Sécu, ce déjà-là communiste…
Absolu. Avec une constance
inégalable, à chaque fois que le bloc-noteur pense à la naissance de la
Sécurité sociale, donc à son créateur Ambroise Croizat, une citation de George
Bernard Shaw lui traverse l’esprit: «Dans la vie, il y a deux
catégories d’individus: ceux qui regardent le monde tel qu’il est et se
demandent pourquoi, et ceux qui imaginent le monde tel qu’il devrait être et
qui se disent: pourquoi pas?» L’humanité n’est pas du relatif mais de
l’absolu. Voilà comment nous pourrions résumer l’action communiste de cet homme
hors du commun, non réductible à sa seule fonction de ministre. À
soixante-quinze ans de distance, son énergie continue de nous fasciner. Sans
parler de son ambition. L’ouvrier, devenu acteur majeur de l’histoire sociale
de notre pays au moment du Conseil national de la Résistance, portait à la
sortie de la Libération un projet de société qui dépassait de loin les
générations de l’époque. Il voyait plus haut que l’horizon, n’anticipant le
monde que pour les générations futures. La Sécu s’érigea sur ce principe
universel, qui, selon Croizat lui-même, devait «mettre fin à
l’obsession de la misère» et voulait que «chacun cotise selon
ses moyens et reçoive selon ses besoins». Cette «trace» n’est pas
qu’une trace, mais un héritage.
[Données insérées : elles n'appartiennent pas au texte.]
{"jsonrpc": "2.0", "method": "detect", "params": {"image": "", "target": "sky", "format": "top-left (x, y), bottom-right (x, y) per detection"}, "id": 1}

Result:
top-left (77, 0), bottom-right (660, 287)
À condition de ne pas oublier que cet
« instant » singulier de 1944-1945 fut le fruit de circonstances
exceptionnelles ayant permis un meilleur partage des richesses entre le capital
et le travail au bénéfice des travailleurs. N’ayons pas peur de parler d’une
période révolutionnaire, puisque le mode de production fut mis en cause: ce qui
se joua alors n’était pas la répartition de ce qui était produit, mais la
production en tant que telle.
Honte. Croizat disait: «Jamais
nous ne tolérerons que soit mis en péril un seul des avantages de la Sécurité
sociale, nous défendrons à en mourir et avec la dernière énergie cette loi
humaine et de progrès.» Depuis notre ici-et-maintenant, la parenthèse
en question paraît loin, très loin. Trois générations plus tard, un continuum
de plans de casse n’a cessé de mettre à mal cette pierre angulaire de notre
pacte social. C’est un peu comme si cette histoire révolutionnaire nous avait
été volée par bouts successifs, sans que sa mémoire ne s’altère pour autant.
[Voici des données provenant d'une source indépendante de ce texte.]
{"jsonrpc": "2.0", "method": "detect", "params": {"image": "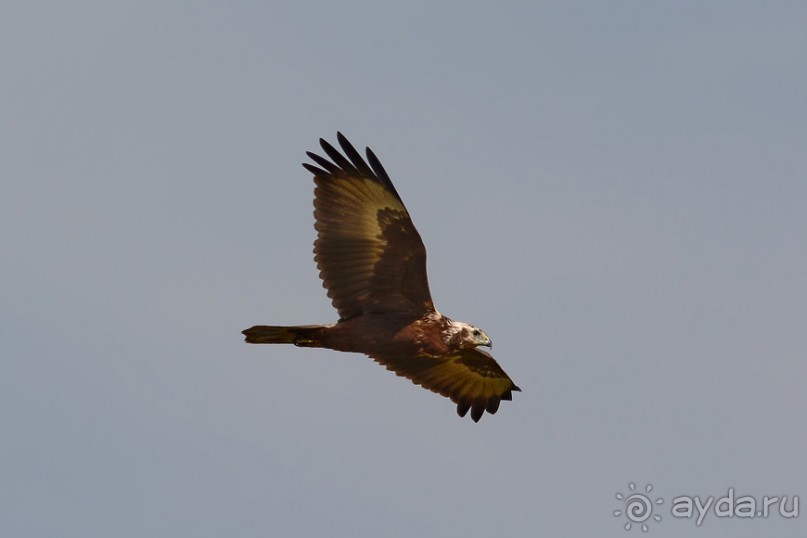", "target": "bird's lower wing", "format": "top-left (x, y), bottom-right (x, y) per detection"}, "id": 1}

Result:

Preuve, les ennemis de classe n’hésitent pas à s’en référer, comme si par ce
supplément d’âme (référencé) ils se dédouanaient. Souvenons-nous d’Édouard
Philippe, qui, au nom du «peuple», osa déclarer, concernant la réforme des
retraites: «L’ambition portée par ce gouvernement est une ambition de
justice sociale. (…) Et surtout la seule chose qui compte, c’est la
justice.» Et il ajoutait: «Nous proposons un
nouveau pacte entre les générations, un pacte fidèle dans son esprit à celui
que le Conseil national de la Résistance a imaginé et mis en œuvre
après-guerre.» Un pacte fidèle? Sans commentaire. Et comment qualifier
la phrase du sénateur LaREM de Paris, Julien Bargeton, qui reprit à son compte
une citation d’Ambroise Croizat: «L’unité de la Sécurité sociale est la
condition de son efficacité.» Honte à ceux qui dévoient les mots
jusqu’à insulter ceux qui les écoutent et savent ce qu’ils entendent. Mépris
pour ceux qui s’enveloppent dans le CNR alors que tout préside à la destruction
froide et méthodique de ses conquis.
Vision. Reste le déjà-là
communiste, que nous ne voyons même plus. Ambroise Croizat et les autres nous
ont laissé une genèse et une méthode. Elle est toujours là, sous nos yeux et
pas uniquement dans les livres d’histoire: salaire à la qualification, statut
de la fonction publique, régime général de la Sécurité sociale, subvention de
l’investissement, socialisation de la valeur dans des cotisations ou des impôts
permettant le salaire à vie des soignants ou la subvention d’équipements de
service public, sortie du travail du carcan de la mise en valeur d’un capital…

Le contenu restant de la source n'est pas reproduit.